Since there was time for interior changes, new trim styles were designed. Customs got new vertically ribbed two-tone door-trim panels with carpeted lower kick panels, while base 880s had horizontal ribbing in one color and no carpeting on kick panels.
Custom 880s also had longer armrests and pleated seats in a "Jacquard body cloth fabric with nylon warp and spun rayon fill highlighted with silver metallic yarns." Cloth-and-vinyl seats in five colors were offered in the sedan and two-door hardtop, while all-vinyl trims, also in five colors, were featured in the four-door hardtop, convertible, and wagons. The high-back driver seat, a comfort feature introduced in 1960, was replaced by a conventional single-height front seat.
The instrument panel was tweaked, with the speedometer, minor gauges, and the new all-transistor radio receiving black dials, white numerals, and red pointers. New steering wheels with series-specific round centers were introduced; Custom Dodge 880s had a two-tone rim and full horn ring. Custom models also sported a bright aluminum overlay along the lower edge of the instrument panel, a detail absent on plain 880s.
External trim cues specific to Custom 880s included bright trim moldings on the upper door frames of the four-door sedan, rear-bumper outline, and rocker panels. On Dodge 880s, Chryslers, and Imperials, a new acrylic enamel paint that could be buffed after baking was introduced.
For 1963, there was now a choice of "LB" V-8 engines: the unchanged 361 or a newly optional 383-cid job. The latter put out 305 bhp at 4,600 rpm and generated 410 pound-feet of torque at 2,400 revs. Both powerplants had a two-barrel carburetor and single exhaust system.

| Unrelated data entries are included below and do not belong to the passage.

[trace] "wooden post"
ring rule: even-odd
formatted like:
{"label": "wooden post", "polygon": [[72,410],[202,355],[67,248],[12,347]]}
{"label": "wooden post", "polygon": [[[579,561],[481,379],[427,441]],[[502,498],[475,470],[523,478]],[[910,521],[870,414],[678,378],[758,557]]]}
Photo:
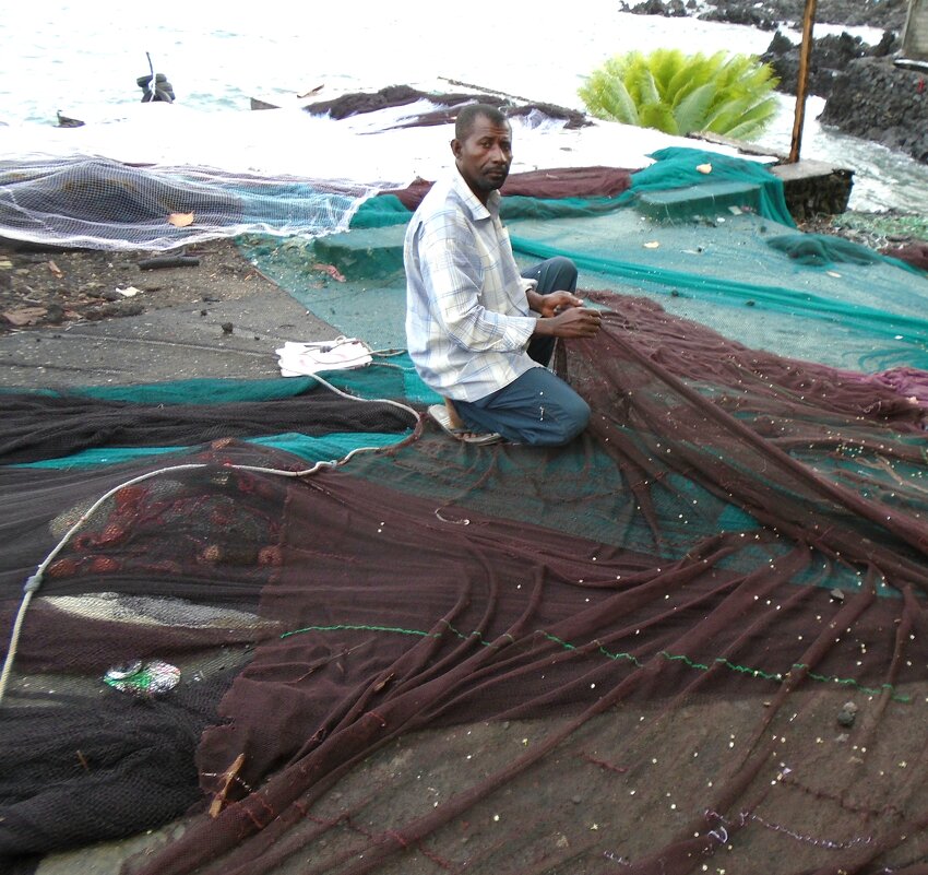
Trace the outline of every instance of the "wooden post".
{"label": "wooden post", "polygon": [[816,23],[817,0],[806,0],[802,16],[802,45],[799,48],[799,78],[796,82],[796,114],[793,119],[793,142],[789,146],[789,163],[799,161],[802,144],[802,122],[806,120],[806,85],[809,79],[809,56],[812,54],[812,27]]}

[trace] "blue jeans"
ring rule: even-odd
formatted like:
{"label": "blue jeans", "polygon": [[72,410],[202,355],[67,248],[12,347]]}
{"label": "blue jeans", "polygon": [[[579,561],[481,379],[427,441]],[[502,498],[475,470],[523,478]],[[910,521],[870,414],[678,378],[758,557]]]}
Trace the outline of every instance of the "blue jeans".
{"label": "blue jeans", "polygon": [[[522,275],[538,281],[539,295],[576,291],[576,268],[567,258],[548,259]],[[527,353],[547,365],[554,350],[555,338],[532,338]],[[454,406],[468,428],[498,431],[507,440],[534,447],[567,444],[590,422],[588,404],[545,367],[527,370],[486,398],[455,401]]]}

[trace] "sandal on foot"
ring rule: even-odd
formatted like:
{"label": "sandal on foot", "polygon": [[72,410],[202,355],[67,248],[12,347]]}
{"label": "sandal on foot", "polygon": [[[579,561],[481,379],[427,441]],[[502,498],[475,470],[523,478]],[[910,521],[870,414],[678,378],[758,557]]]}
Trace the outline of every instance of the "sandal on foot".
{"label": "sandal on foot", "polygon": [[499,444],[502,440],[502,435],[496,431],[474,431],[473,428],[455,428],[451,424],[451,414],[444,404],[432,404],[428,410],[429,416],[438,423],[439,427],[447,435],[451,435],[455,440],[462,444],[473,444],[477,447],[488,447],[490,444]]}

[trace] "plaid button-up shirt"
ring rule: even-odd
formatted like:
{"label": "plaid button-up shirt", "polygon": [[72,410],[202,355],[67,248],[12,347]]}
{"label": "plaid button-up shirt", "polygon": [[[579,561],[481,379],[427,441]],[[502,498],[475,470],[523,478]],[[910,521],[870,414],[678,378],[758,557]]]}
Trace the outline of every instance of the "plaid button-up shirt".
{"label": "plaid button-up shirt", "polygon": [[406,344],[445,398],[478,401],[537,366],[525,353],[535,281],[519,275],[499,203],[493,191],[484,206],[455,167],[406,230]]}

The 383's higher 10:1 compression ratio mandated the use of premium fuel. Through-gear acceleration from 0 to 60 mph was improved an estimated 17 percent over the standard engine. Motor Trend's test of a 383/TorqueFlite convertible resulted in an average 0-60 time of 9.9 seconds. (For police applications, a high-performance 413-cid V-8 was made available.)

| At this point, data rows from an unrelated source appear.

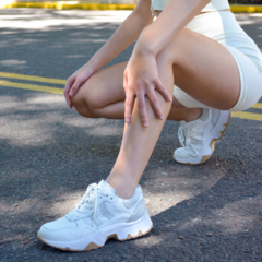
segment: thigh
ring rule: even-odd
[[[179,88],[209,107],[226,110],[235,106],[240,76],[235,58],[223,45],[184,28],[164,52]]]
[[[127,62],[110,66],[94,73],[79,90],[74,99],[87,102],[90,107],[103,108],[123,102],[123,71]]]

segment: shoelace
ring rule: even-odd
[[[100,195],[106,195],[106,196],[108,195],[107,193],[102,192],[99,188],[97,188],[97,183],[92,183],[88,186],[84,196],[82,198],[78,206],[74,209],[76,213],[81,213],[81,214],[85,213],[84,211],[85,209],[88,209],[88,210],[94,209],[93,222],[95,221],[95,217],[96,217],[98,191]]]
[[[186,148],[186,150],[191,150],[194,155],[198,155],[198,146],[191,143],[191,136],[190,136],[190,129],[191,129],[191,123],[186,123],[181,124],[178,129],[178,139],[180,144]]]

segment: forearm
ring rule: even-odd
[[[134,51],[156,56],[209,2],[210,0],[170,0],[158,19],[144,29]]]
[[[132,12],[90,60],[90,63],[94,66],[94,70],[100,69],[116,58],[136,40],[143,28],[152,22],[153,16],[143,15],[141,12]]]

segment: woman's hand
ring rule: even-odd
[[[156,60],[153,55],[141,52],[132,55],[123,73],[123,88],[126,91],[124,120],[127,123],[131,121],[135,97],[144,127],[148,127],[145,96],[150,99],[156,117],[163,119],[155,91],[158,91],[167,102],[171,102],[171,98],[158,78]]]
[[[70,108],[72,108],[72,103],[70,100],[70,96],[73,96],[80,86],[87,80],[90,76],[95,73],[95,67],[86,63],[82,68],[80,68],[76,72],[74,72],[69,79],[63,90],[63,95]]]

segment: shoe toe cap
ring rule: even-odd
[[[63,241],[71,238],[72,230],[75,230],[78,224],[70,222],[67,217],[44,224],[40,229],[43,240]]]
[[[180,148],[177,148],[175,152],[174,152],[174,158],[175,160],[183,160],[183,162],[187,162],[187,159],[190,157],[189,155],[189,152],[186,151],[183,147],[180,147]]]

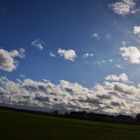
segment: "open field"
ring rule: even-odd
[[[0,110],[0,140],[140,140],[140,126]]]

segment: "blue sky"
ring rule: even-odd
[[[1,0],[0,21],[0,75],[13,82],[140,81],[138,0]]]
[[[54,82],[60,79],[80,83],[86,81],[86,86],[92,86],[108,73],[114,70],[119,72],[115,67],[117,60],[101,66],[92,64],[118,58],[117,49],[125,36],[122,38],[123,34],[115,29],[115,21],[116,24],[131,26],[129,19],[113,14],[109,3],[111,1],[101,0],[1,1],[1,48],[26,49],[26,58],[20,60],[17,70],[1,74],[12,79],[23,74]],[[101,39],[91,37],[94,33],[98,33]],[[38,51],[30,43],[38,38],[44,41],[43,51]],[[49,53],[57,52],[58,48],[74,49],[78,55],[75,62],[50,57]],[[84,53],[93,53],[94,57],[83,60]],[[86,61],[90,64],[85,64]]]

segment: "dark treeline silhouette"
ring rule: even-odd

A parking sprag was added to the TorqueFlite transmission, allowing the new parking brake to operate on the two rear-wheel service brakes. The elimination of the long-standing transmission output shaft parking brake permitted the use of a new floorpan, lowering the transmission hump 1.63 inches and providing more foot room. Brakes were enlarged, too.
All Dodge 880s came with Chrysler's new industry-leading five-year/50,000-mile powertrain warranty.
Production of the 880 line increased to 28,266 cars in 1963, a 61 percent increase over 1962. With Chrysler still scrambling to get Plymouth and Dodge cars into distinct compact, intermediate, and full-sized categories for the 1965 model year, the Dodge 880 would enjoy one last hurrah.
Though the Dodge 880 may have come late to the party, the company, to its credit, continued to spend money updating the car. Having redone the front end in 1963, Dodge stylists attacked the rear for the 1964 model year.
Quarter panels, decklid, and taillights were new. There were restrictions, of course. To save money, use of the 1963 Chrysler rear bumper was specified, which in turn meant that the back-up lights and license plate moved from the body into the bumper. As the fuel filler remained in the center rear, a separate access door was required in the new lower-deck panel.
The stylists had to carry over the rear-wheel openings and, most important, the rear doors on four-door models. This meant that the horizontal flare on the rear doors had to be once again carried into the new quarters.
In place of the backward-leaning Newport quarters used previously, designers chose to make the ends of the 1964 rear quarters angle forward in side view, reinforcing the effect with a new black-paint-filled bodyside molding that angled downward parallel to the sloping quarter ends. Attention to the new sheetmetal was enhanced by large individual letters that spelled out Dodge on the rear flanks.